3

Is the implementation of strnlen that follows invalid?

size_t strnlen(const char *str, size_t maxlen)
{
    char *nul = memchr(str, '\0', maxlen);
    return nul ? (size_t)(nul - str) : maxlen;
}

I assume that memchr may always look at maxlen bytes no matter the contents of those bytes. Does the contract of strnlen only allow it to look at all maxlen bytes if there is no NUL terminator? If so, the size in memory of str may be less than maxlen bytes, in which case memchr might try to read invalid memory locations. Is this correct?

JudeMH
  • 485
  • 2
  • 10
  • With care, yes! I don’t think `memchr()` will read beyond the first occurrence of the sought character. – Jonathan Leffler Jan 19 '20 at 03:07
  • 1
    *"...in which case memchr might try to read invalid memory locations. Is this correct?"* -- if that happens, you would have invoked UB with `strlen` as well as there is no `'\0'`. So it is somewhat a *circular-hypothetical*. – David C. Rankin Jan 19 '20 at 04:28

2 Answers2

4

Yes, the implementation posted is conforming: memchr() is not supposed to read bytes from str beyond the first occurrence of '\0'.

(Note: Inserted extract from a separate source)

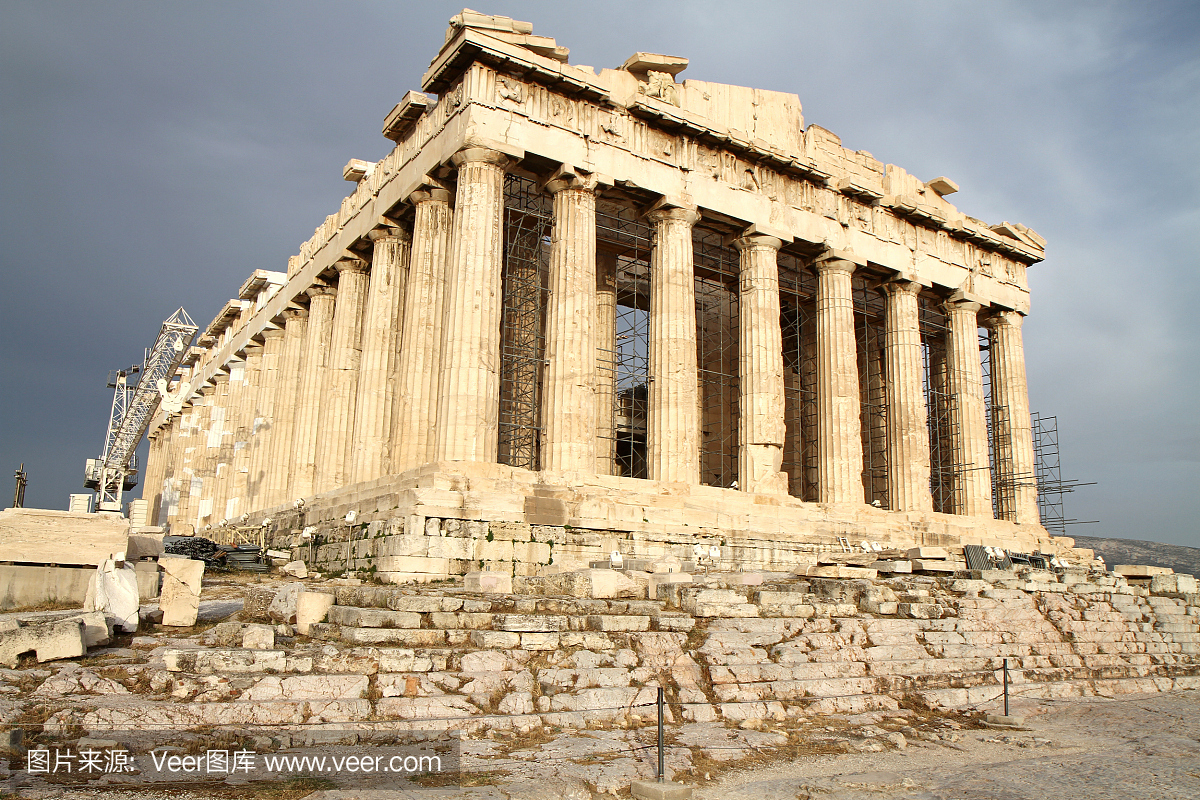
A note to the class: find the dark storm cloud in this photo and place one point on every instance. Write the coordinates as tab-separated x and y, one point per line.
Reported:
154	154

C17 7.24.5.1 The memchr function

Synopsis

#include <string.h>
void *memchr(const void *s, int c, size_t n);

Description

The memchr function locates the first occurrence of c (converted to an unsigned char) in the initial n characters (each interpreted as unsigned char) of the object pointed to by s. The implementation shall behave as if it reads the characters sequentially and stops as soon as a matching character is found.

Returns

The memchr function returns a pointer to the located character, or a null pointer if the character does not occur in the object.

memchr may be implemented with efficient techniques that test multiple bytes at a time, potentially reading beyond the first matching byte, but only if this does not cause any visible side effects.

chqrlie
  • 131,814
  • 10
  • 121
  • 189
2

I assume that memchr may always look at maxlen bytes no matter the contents of those bytes.

That assumption is wrong. From POSIX:

Implementations shall behave as if they read the memory byte by byte from the beginning of the bytes pointed to by s and stop at the first occurrence of c (if it is found in the initial n bytes).